The company will post an $88mn loss for 2016 after reporting earlier this month that it earned net income of $33mn in the same period, it said in a stock exchange statement yesterday. Dana Gas recorded a one-time reduction of $121mn in interest owed by the government of Iraq’s semi-autonomous Kurdish region after an arbitration tribunal ruling last week, according to the statement.
Oil and gas producers are cutting costs and earning smaller profits after crude fell from an average near $100 a barrel in 2014 amid a global supply glut. With oil averaging about $50 over the past two years, national budgets of producing countries are also coming under pressure, and some authorities are having trouble making payments they owe to companies.

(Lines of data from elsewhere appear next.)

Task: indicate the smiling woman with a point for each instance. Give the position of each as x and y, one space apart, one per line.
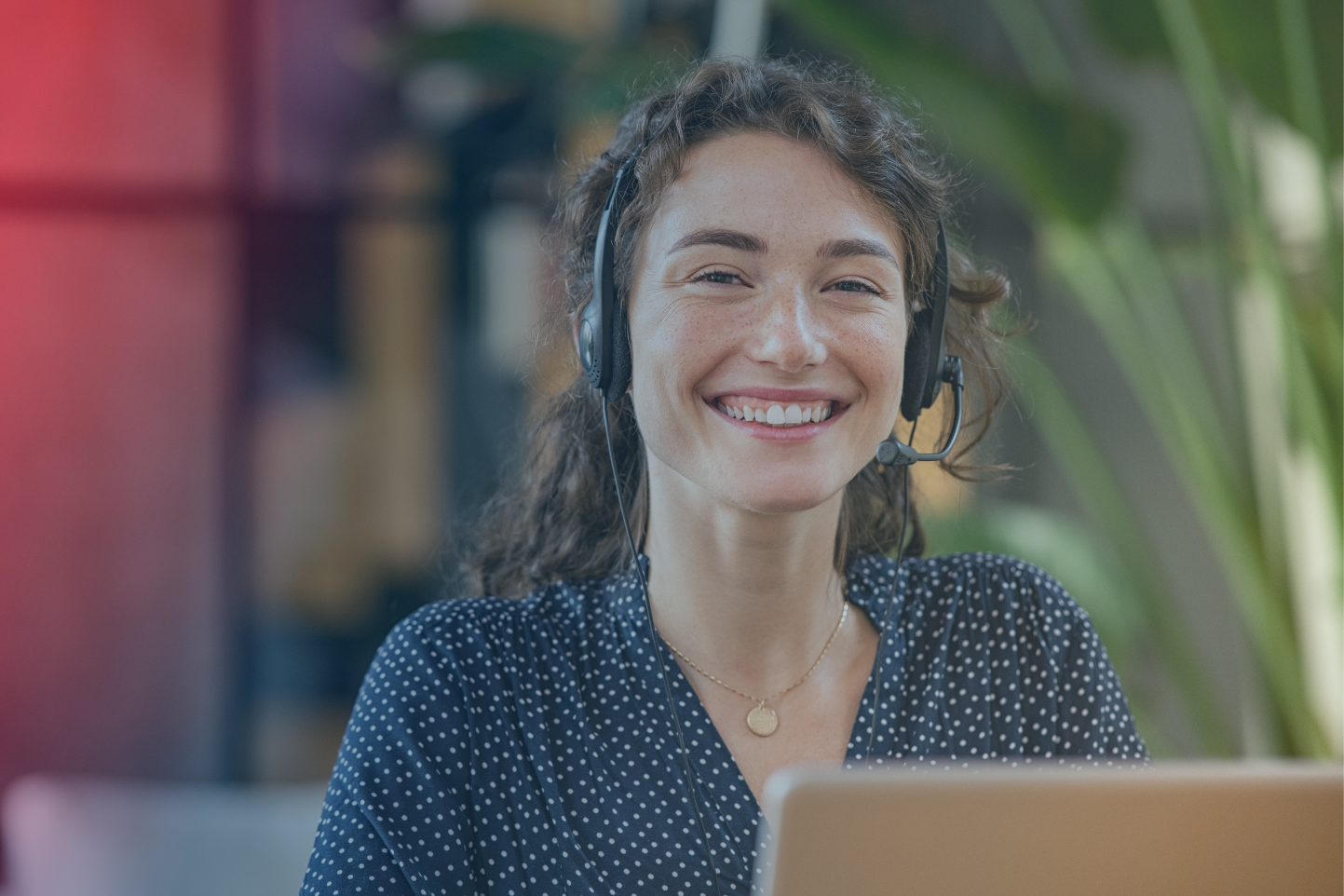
610 729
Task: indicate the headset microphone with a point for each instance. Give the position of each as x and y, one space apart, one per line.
926 367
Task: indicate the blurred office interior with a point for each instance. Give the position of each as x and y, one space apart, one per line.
270 274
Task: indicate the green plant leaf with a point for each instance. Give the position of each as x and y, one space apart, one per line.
1244 36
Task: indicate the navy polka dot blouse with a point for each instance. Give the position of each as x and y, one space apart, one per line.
525 746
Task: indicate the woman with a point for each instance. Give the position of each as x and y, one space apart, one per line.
772 251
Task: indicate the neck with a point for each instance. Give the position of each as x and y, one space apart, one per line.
748 595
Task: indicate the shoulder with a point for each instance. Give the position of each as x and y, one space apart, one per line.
977 589
989 579
469 631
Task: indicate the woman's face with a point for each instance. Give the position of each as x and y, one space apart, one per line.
767 325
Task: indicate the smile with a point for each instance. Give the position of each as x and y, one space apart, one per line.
773 413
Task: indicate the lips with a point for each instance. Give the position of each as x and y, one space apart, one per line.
776 414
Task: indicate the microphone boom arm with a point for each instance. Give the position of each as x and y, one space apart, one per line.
892 453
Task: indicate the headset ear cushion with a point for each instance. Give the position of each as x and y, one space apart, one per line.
916 366
619 358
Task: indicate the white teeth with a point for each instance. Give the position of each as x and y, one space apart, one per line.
777 414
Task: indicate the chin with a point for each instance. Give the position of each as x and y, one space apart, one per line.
780 494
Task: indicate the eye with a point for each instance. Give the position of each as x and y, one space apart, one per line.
716 277
855 286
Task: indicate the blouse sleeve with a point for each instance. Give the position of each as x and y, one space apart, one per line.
394 820
1082 703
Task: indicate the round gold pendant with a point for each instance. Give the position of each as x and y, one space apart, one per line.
762 722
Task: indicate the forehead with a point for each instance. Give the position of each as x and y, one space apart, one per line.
769 184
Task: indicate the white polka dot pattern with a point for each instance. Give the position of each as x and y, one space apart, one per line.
525 746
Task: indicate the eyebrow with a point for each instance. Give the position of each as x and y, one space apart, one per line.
730 238
852 248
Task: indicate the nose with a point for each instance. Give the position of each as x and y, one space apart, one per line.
788 334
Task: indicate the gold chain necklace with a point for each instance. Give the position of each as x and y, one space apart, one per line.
762 720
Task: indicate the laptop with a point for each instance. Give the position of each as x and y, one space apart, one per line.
1164 829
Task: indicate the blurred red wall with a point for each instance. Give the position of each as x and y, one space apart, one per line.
117 349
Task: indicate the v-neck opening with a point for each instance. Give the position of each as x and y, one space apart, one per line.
716 751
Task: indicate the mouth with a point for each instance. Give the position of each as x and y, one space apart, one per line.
774 414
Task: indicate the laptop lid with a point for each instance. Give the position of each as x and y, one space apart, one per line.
1156 831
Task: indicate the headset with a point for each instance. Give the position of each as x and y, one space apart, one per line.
604 343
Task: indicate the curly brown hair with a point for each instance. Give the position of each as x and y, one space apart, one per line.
558 519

Dana Gas, which pumps most of its natural gas at fields in Egypt and Iraq, is seeking to recover overdue receivables from both countries as well as payments owed for current deliveries. The company and its partners in the Kurdish region of northern Iraq are in arbitration over losses and damages related to their operations there.
The tribunal hearing the Kurdish case ruled last week that Pearl Petroleum Co, the venture operating in Iraq’s Kurdish area, is entitled to less interest on overdue receivables than it was expecting, Dana Gas said in the statement.
To comply with the ruling, the company cut the amount of unrealised interest on its books to $67mn from $188mn. The reduction won’t affect its 2016 cash flow or cash balance, the company said.